Immunofluorescence double staining for CD31 and desmin
Sections were fixed in cold acetone for 15 minutes, blocked with protein blocker for 30 minutes, and then incubated with anti-CD31 antibody (1:500; BD Pharmingen, San Diego, CA) overnight at 4°C, after which they were incubated with Alexa 594-conjugated anti-rat antibody (1:1000; Invitrogen, Eugene, OR) for 1 hour. After being washed with PBS, samples were incubated with anti-desmin (1:400; DakoCytomation, Glostrup, Denmark) antibody for 1 hour and then with Alexa 488-conjugated anti-rabbit antibody (1:1000; Invitrogen) for 1 hour. Samples were then counterstained with Hoechst 33342 for 2 minutes and mounted.
Paraffin-embedded tissues were used for detection of proliferating cell nuclear antigen (PCNA, i.e., cell proliferation) and pimonidazole (i.e., hypoxic area). Sections were deparaffinized, rehydrated, and transferred to PBS. After antigen retrieval with citrate buffer (pH 6.0), the sections were blocked with 3% hydrogen peroxide in methanol and protein blocker at room temperature. The sections were then incubated with the monoclonal mouse anti-PCNA PC10 antibody (1:50; DAKO) or Hypoxyprobe-1-Mab 1 (1:50; Natural Pharmacia International, Inc., Burlington, MA) overnight at 4°C. After being washed with PBS, sections were incubated with horseradish peroxidase (HRP)–conjugated rat anti-mouse IgG2a (1:100; Serotec, Harlan Bioproducts for Science, Inc., Madison, WI) for PCNA staining or anti-fluorescein isothiocyanate HRP IgG (1:500; Natural Pharmacia International, Inc.) for 1 hour. CD31 staining was performed on frozen sections. Sections were fixed in cold acetone for 15 minutes, washed with PBS, blocked with protein blocker (4% fish gel), and then incubated with rat monoclonal anti-mouse CD31 (1:800, PharMingen, San Diego, CA) overnight at 4°C. They were then washed with PBS and incubated with HRP-conjugated goat anti-rat IgG (1:200, Jackson ImmunoResearch Laboratories, West Grove, PA) for 1 hour. Reactive tissues were visualized by staining with 3,3′-diaminobenzidine (Research Genetics, Huntsville, AL) and counterstaining with Gil’s hematoxylin (BioGenex Laboratories, San Ramon, CA).

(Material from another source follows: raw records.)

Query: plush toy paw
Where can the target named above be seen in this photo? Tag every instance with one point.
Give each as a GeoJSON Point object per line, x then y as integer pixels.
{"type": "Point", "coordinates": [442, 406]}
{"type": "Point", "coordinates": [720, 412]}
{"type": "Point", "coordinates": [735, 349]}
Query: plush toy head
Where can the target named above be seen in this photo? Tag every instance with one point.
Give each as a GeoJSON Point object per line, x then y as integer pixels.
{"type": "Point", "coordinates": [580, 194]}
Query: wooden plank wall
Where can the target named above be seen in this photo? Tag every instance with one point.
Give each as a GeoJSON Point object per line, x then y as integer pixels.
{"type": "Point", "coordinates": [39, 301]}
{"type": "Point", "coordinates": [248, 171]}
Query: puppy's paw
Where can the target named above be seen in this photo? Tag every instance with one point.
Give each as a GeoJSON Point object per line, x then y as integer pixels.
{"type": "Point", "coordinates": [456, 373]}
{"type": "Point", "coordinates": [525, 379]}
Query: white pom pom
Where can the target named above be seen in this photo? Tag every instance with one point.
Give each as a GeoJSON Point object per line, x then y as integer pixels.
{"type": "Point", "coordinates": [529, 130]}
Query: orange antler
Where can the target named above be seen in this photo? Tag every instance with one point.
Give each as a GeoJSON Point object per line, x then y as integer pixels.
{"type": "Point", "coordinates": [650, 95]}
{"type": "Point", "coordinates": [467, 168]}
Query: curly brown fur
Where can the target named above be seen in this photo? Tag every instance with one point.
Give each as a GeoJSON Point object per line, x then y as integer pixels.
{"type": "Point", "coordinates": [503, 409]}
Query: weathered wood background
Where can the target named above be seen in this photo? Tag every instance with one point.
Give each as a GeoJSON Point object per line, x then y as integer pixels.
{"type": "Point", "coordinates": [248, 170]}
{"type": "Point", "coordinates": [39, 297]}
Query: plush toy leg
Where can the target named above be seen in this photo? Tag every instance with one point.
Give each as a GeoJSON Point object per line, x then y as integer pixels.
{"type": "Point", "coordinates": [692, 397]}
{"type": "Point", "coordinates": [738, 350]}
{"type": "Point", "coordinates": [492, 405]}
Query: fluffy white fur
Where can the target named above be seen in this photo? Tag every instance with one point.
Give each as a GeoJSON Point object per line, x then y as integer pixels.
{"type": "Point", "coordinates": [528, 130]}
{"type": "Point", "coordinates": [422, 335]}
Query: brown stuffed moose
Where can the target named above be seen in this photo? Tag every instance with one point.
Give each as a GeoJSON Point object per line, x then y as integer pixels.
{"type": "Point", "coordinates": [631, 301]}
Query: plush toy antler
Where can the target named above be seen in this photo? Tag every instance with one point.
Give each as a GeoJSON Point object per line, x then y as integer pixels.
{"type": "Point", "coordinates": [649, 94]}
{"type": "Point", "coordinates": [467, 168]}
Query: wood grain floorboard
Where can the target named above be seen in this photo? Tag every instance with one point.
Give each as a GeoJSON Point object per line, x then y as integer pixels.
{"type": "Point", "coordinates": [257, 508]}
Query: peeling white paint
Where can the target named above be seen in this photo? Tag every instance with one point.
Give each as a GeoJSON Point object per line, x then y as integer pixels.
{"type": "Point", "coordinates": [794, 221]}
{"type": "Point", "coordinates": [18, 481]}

Quantification of microvessel density, PCNA, pericyte coverage, and hypoxic area
For quantification, five samples from each group were examined. To quantify microvessel density (MVD) for each sample, the microvessels within five randomly selected 0.159-mm2 fields at ×200 were counted. A single microvessel was defined as a discrete cluster or single cell stained positive for CD31 (CD31+). To quantify PCNA expression, the percentage of positive cells was determined in five random 0.159-mm2 fields at ×200 magnification. For pericyte coverage, the percentage of vessels with at least 50% coverage of associated desmin-positive cells was determined in five random 0.159-mm2 fields at ×200 magnification. Hypoxic area was measured using image J at magnification ×20. The percentage of hypoxic area was determined by subtracting areas of necrosis from total pimonidazole-positive areas and then normalizing by whole section areas.
Differences in continuous variables such as mean body weight, tumor weight, MVD and vessel maturation, tumor cell proliferation, and intratumoral hypoxia were analyzed using the Mann-Whitney rank sum test. Statistical analyses were performed using SPSS 12.0 for Windows (SPSS Inc., Chicago, IL). A two-tailed p<0.05 was considered statistically significant. Kaplan-Meier survival plots were generated and comparisons between survival curves were made using the log-rank statistic.